Ideën III
(1876)– Multatuli– Auteursrechtvrij
[pagina 175]
| |
760.Ik had ongelyk, voorbeelden van leugengeschryf te ontleenen aan scheltema. 'n Paar dagen wachtens zou my 'n staaltje bezorgd hebben, dat wellicht in deze tyds-omstandigheden dieper indruk had gemaakt. De generaal von moltke legt den volke zyn krygskunde bloot. Die strateeg levert me allergemüthlichst de bewyzen voor m'n stelling over de vechtkunst, die ik anders uit veel rapporten en krygskundige werken had moeten by-eensprokkelen. Ik ben hem grooten dank schuldig. Maar deze dankbaarheid is niet te vergelyken by de verbazing over de brutale onnoozelheid die zich zóó bloot geeft, en over de bêtise van Europa dat aan de in von moltke's geschryf vervatteenthüllungen waarde hecht. Bedriegt de man anderen alleen, of tevens zichzelf? Meent-i inderdaad wat degelyks verkondigd te hebben? 't Is wel mogelyk. En in dit denkbeeld zal-i waarschynlyk ten-grave gaan. Lang na ons nog zullen anderen zich op hèm, op zyn krygskundige voorschriften beroepen. En dit zal zoo blyven tot men eens eindelyk tegen-over 'n vyand staat die lezen kan en uit de studie van de krygsgeschiedenis geleerd heeft dat de ware krygskunde in moed en karakter bestaat. Men zal dan inzien... Neen, toch niet! Na alexander, na cesar, na frederik den Groote, na napoleon I - generaals die hun overwinningen aan 't minachten van de schoolregels te danken hadden! - vergaapt zich nog immer 't leugenbegeerig publiek aan praatjes over 'n wetenschap die geen wetenschap is. 't Is moeielyk iets waars te plaatsen by zoo'n geeuwhonger naar bedrog. En daarom voelde ik my door bitterheid gestoord in m'n arbeid. Op von moltke's krygskunde zal ik ter-zyner-tyd terugkomen. De Muurlingen in uniform hebben me reeds te lang in m'n gedachtenloop gestoord. Ik zal trachten de oogen aftewenden van den waarheidsmoord waarop strategen en publicisten hun lezers vergasten, en m'n beschouwingen over Publieke Voordrachten met den kommentaar over ‘vrye-studie’ voorttezetten...
Weer 'n overwinnings-depêche! Ik geloof 't graag, de vyand loopt weg. In-plaats van ossen en helden, zie ik nu dagelyks honderden gevangenen voorby-dryven.

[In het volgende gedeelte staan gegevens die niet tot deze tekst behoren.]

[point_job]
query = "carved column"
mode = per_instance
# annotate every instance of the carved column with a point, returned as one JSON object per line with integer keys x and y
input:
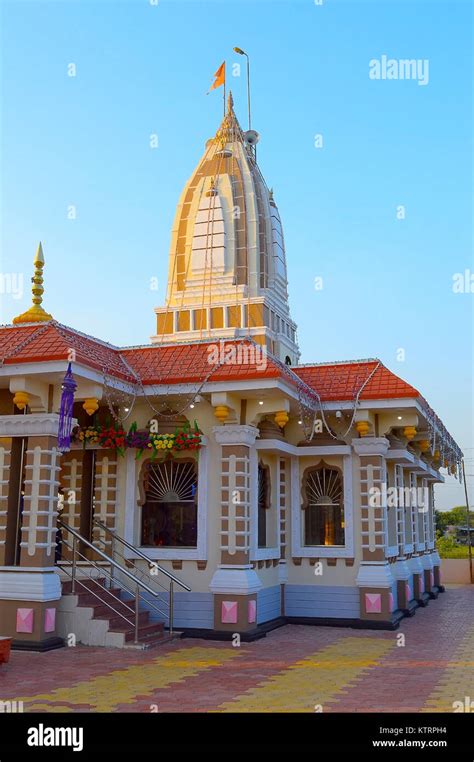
{"x": 5, "y": 459}
{"x": 235, "y": 583}
{"x": 284, "y": 488}
{"x": 417, "y": 585}
{"x": 29, "y": 591}
{"x": 401, "y": 569}
{"x": 374, "y": 578}
{"x": 105, "y": 496}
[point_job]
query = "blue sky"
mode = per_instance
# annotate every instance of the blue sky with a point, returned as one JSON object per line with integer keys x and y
{"x": 83, "y": 141}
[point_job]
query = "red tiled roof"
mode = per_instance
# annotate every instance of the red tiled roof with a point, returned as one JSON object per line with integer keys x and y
{"x": 191, "y": 363}
{"x": 188, "y": 363}
{"x": 48, "y": 342}
{"x": 342, "y": 381}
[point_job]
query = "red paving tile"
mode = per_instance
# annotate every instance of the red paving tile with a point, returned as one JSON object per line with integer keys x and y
{"x": 402, "y": 680}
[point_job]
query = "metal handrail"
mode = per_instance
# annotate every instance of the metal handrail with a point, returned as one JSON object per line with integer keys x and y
{"x": 138, "y": 583}
{"x": 136, "y": 569}
{"x": 104, "y": 603}
{"x": 140, "y": 554}
{"x": 107, "y": 558}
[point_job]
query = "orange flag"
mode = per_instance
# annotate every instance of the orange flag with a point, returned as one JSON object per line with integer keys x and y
{"x": 219, "y": 77}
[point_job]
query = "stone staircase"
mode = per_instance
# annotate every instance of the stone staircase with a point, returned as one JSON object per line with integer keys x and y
{"x": 92, "y": 617}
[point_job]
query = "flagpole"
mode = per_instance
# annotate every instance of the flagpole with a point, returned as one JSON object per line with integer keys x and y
{"x": 224, "y": 92}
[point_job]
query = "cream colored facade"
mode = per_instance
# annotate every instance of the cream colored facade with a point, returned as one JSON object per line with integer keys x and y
{"x": 308, "y": 508}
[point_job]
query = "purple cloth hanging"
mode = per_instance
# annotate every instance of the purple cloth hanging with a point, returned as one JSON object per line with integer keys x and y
{"x": 68, "y": 387}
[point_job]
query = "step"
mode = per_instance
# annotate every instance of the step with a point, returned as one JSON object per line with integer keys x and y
{"x": 82, "y": 584}
{"x": 153, "y": 629}
{"x": 116, "y": 623}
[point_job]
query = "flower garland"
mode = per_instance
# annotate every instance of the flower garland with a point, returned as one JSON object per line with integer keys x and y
{"x": 141, "y": 440}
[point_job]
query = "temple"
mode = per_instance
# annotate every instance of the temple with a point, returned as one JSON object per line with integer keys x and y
{"x": 207, "y": 483}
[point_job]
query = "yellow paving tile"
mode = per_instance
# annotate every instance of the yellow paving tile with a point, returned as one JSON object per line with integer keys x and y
{"x": 457, "y": 682}
{"x": 315, "y": 680}
{"x": 105, "y": 692}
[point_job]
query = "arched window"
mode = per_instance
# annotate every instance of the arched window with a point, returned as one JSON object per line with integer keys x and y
{"x": 263, "y": 503}
{"x": 323, "y": 504}
{"x": 169, "y": 513}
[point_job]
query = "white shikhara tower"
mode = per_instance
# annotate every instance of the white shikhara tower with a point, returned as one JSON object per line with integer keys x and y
{"x": 227, "y": 266}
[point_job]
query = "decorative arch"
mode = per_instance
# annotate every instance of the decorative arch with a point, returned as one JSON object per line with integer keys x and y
{"x": 264, "y": 502}
{"x": 323, "y": 505}
{"x": 169, "y": 499}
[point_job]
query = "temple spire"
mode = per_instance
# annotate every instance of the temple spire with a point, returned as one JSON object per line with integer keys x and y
{"x": 36, "y": 313}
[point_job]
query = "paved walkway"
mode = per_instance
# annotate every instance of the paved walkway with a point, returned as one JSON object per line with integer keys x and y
{"x": 295, "y": 668}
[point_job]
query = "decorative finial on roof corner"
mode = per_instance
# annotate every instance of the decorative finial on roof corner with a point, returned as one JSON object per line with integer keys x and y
{"x": 36, "y": 313}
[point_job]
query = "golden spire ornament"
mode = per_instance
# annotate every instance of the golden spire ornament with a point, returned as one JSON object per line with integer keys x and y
{"x": 36, "y": 313}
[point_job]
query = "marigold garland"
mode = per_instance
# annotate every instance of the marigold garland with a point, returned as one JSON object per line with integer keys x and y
{"x": 113, "y": 436}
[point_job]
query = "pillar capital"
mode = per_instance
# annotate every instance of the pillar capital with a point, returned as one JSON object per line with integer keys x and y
{"x": 235, "y": 434}
{"x": 32, "y": 425}
{"x": 371, "y": 445}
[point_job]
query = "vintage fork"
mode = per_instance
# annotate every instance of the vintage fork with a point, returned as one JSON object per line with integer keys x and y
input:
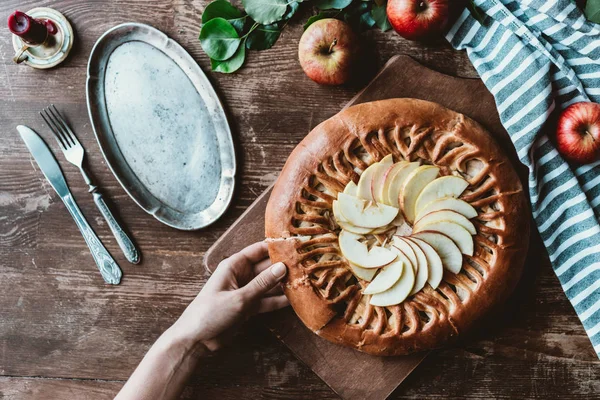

Al die individuen staan by den Burgerlyken Stand geregistreerd als: van 't mannelyk geslacht. Hebben die Franschen 'n eed gedaan, aan von moltke's krygskunde 'n anstrich van degelykheid te geven door succes? Dit zal niet lukken, na z'n al te naïve enthül- | |
[pagina 176]
| |
lungen. Ik kan lezen, en zal trachten anderen optewekken dit ook te leeren. En nu: guerre à la guerre. Ik ben misselyk van al den heldenmoed ‘unserer tapferen Landwehrmänner.’ 't Gebluf op de al te gemakkelyke overwinning is byna even walgelyk als de vieze lafhartigheid die deze overwinning zoo gemakkelyk maakt.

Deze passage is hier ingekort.